Per novantatré lunghissimi minuti l’occhio dello spettatore “spia”, insieme a quello del regista, questa umanità senza identità, senza storia, senza nome, alla ricerca di quella umanità disumanizzata e resa cenere più di settant’anni orsono. La accompagna proprio fino al padiglione della raccolta delle ceneri, dove sono state bruciate le vite e dovrebbero iniziare la storia e la memoria.
E prova disagio a seguire questo percorso obbligato, ad essere costretto a constatare quanto è difficile, se non impossibile, guardare in faccia l’orrore di un pezzo di Storia che “per molti inimmaginabile e indicibile” (Didi-Huberman, 2003).
Il presente collassa sulla Storia in queste tragiche immagini in 2D, invadenti, violente, la cui visione agghiaccia il pensiero, inducendo durante tutta la durata del film una sorta di dissociazione affettiva, forse la stessa che si manifesta negli sguardi increduli, perplessi, talvolta inebetiti, dei turisti.
Il regista ha dichiarato: “Visitando questi campi, ho sentito subito una sensazione sgradevole nel mio essere lì: sentivo come se la mia stessa presenza fosse eticamente discutibile e avrei voluto davvero capire attraverso il volto delle persone, degli altri visitatori, come ciò che guardavano si riflettesse sul loro stato d’animo”.
Loznitsa trasmette allo spettatore questa sensazione sgradevole e questa curiosità, non ha uno sguardo neutrale, imparziale, oggettivo. Le angolazioni da cui riprende la folla, le sequenza scelte, pare abbiano lo scopo preciso di denunciare la mancanza di sacralità, la necessità di una maggiore presa di coscienza, perché la Memoria non sia deturpata o perduta.
Loznitsa riprende le persone che si fotografano e si riprendono, e lo spettatore può immaginare quelle foto e quei video.
Immagini di immagini di immagini … Quali sono necessarie, le “Immagini malgrado tutto” di Didi-Huberman (2003) e quali le superflue, se non invadenti, oscene? Qual è il confine? Che cosa hanno provato, pensato quelle persone che avevano scelto di passare un giorno d’estate in un campo di sterminio?
Sono domande che rimangono aperte, ma che è necessario siano poste.

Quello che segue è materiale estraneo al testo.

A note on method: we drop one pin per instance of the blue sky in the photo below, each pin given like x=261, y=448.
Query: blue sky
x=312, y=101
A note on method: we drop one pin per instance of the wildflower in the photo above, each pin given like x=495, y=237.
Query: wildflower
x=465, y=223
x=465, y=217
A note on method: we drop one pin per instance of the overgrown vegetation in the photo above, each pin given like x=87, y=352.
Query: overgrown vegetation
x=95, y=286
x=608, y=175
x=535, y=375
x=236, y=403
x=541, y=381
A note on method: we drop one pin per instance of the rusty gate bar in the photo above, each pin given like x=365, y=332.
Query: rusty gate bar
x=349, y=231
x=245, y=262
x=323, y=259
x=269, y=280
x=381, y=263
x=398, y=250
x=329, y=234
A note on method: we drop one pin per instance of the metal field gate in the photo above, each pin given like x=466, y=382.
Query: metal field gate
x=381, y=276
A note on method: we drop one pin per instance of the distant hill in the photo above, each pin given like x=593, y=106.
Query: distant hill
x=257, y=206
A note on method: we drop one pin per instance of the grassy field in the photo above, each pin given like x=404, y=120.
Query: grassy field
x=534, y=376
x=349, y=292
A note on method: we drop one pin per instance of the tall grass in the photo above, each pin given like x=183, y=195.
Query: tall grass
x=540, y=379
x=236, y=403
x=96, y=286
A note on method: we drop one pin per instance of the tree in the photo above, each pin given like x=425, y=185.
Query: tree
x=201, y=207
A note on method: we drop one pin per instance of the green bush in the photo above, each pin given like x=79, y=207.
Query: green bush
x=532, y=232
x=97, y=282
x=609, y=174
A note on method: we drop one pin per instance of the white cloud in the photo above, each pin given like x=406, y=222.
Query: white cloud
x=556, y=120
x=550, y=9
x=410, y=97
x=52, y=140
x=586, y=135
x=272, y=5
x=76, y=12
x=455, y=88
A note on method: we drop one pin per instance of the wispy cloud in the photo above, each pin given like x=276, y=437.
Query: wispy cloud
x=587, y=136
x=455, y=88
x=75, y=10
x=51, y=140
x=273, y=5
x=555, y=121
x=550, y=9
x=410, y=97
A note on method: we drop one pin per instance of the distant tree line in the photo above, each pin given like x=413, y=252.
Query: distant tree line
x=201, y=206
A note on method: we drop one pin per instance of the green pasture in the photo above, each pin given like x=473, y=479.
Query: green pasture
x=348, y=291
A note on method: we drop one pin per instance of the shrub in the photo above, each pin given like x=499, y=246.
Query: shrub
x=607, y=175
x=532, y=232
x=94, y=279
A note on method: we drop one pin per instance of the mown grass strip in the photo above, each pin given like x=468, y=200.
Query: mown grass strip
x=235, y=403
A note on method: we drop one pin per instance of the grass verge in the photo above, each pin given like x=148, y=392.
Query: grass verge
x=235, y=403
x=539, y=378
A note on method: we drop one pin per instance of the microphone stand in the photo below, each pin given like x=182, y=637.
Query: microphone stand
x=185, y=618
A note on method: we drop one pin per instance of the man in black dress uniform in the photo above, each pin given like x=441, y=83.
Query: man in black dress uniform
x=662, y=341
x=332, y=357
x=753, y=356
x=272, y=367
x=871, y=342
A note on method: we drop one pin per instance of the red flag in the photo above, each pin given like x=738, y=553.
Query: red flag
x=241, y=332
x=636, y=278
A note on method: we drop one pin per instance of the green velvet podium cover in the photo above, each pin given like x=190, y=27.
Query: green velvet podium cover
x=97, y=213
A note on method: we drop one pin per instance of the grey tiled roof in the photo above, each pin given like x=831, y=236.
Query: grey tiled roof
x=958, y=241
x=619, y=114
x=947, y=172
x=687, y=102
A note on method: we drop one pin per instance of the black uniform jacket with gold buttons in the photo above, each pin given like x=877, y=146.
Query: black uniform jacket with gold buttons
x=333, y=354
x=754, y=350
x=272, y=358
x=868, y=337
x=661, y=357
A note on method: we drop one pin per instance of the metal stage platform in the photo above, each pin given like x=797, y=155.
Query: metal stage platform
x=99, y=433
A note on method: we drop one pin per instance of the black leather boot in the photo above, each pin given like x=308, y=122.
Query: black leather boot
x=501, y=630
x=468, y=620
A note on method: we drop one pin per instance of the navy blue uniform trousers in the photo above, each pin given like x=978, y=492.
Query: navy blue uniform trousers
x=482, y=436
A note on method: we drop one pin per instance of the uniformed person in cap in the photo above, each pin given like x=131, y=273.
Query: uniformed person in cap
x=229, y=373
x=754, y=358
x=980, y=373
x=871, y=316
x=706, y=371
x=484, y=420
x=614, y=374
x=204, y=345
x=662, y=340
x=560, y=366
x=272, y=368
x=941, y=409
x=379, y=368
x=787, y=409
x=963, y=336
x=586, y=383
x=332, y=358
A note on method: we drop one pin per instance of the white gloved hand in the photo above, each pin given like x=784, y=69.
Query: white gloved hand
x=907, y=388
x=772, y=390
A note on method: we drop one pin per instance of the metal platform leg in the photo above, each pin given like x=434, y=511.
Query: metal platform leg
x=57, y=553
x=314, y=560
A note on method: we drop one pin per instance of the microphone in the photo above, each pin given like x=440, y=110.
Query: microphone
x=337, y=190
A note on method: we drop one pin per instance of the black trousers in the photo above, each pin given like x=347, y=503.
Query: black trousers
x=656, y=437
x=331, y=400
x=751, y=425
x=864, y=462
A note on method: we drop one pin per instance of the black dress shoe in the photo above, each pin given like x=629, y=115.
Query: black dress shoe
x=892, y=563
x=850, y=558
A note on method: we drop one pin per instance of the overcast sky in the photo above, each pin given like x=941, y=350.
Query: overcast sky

Piotr M.A. Cywinski, direttore del Memoriale e Museo di Auschwitz, autore del recente libro “Non c’è una fine”, edito da Bollati Boringhieri, da tempo insiste, come ricorda anche Natalia Aspesi (la Repubblica, 16 gennaio 2017) sul fatto che visitare i campi di concentramento è necessario non solo per non dimenticare mai la sofferenza e lo sterminio di milioni di ebrei, ma per ricordare che ciò è potuto avvenire per l’indifferenza del mondo, per il suo senso d’impotenza, per la sua collaborazione. Gli stessi sentimenti con cui anche oggi si voltano le spalle alle sofferenze e agli stermini quotidiani che pure stanno sotto i nostri occhi.
Per questo, tuttavia, i visitatori dei campi di sterminio devono essere messi nelle condizioni di “porsi domande e reagire”. “Penso che in un luogo come questo – dice sempre lo scrittore – ci voglia un misto di empatia e di radicale razionalità”(http://tessere.org/auschwitz-goldkorn-domanda-cywinski-risponde/)
I visitatori devono sapere, per poter vedere ciò che guardano, e provare empatia.
Gli spettatori di “Austerlitz” dovranno fare lo stesso. Questo forse è il senso di queste immagini, tanto difficili da sostenere: spingere lo spettatore verso la responsabilità a conoscere, sapere, per mantenere viva la Memoria del passato e costruire quella del futuro.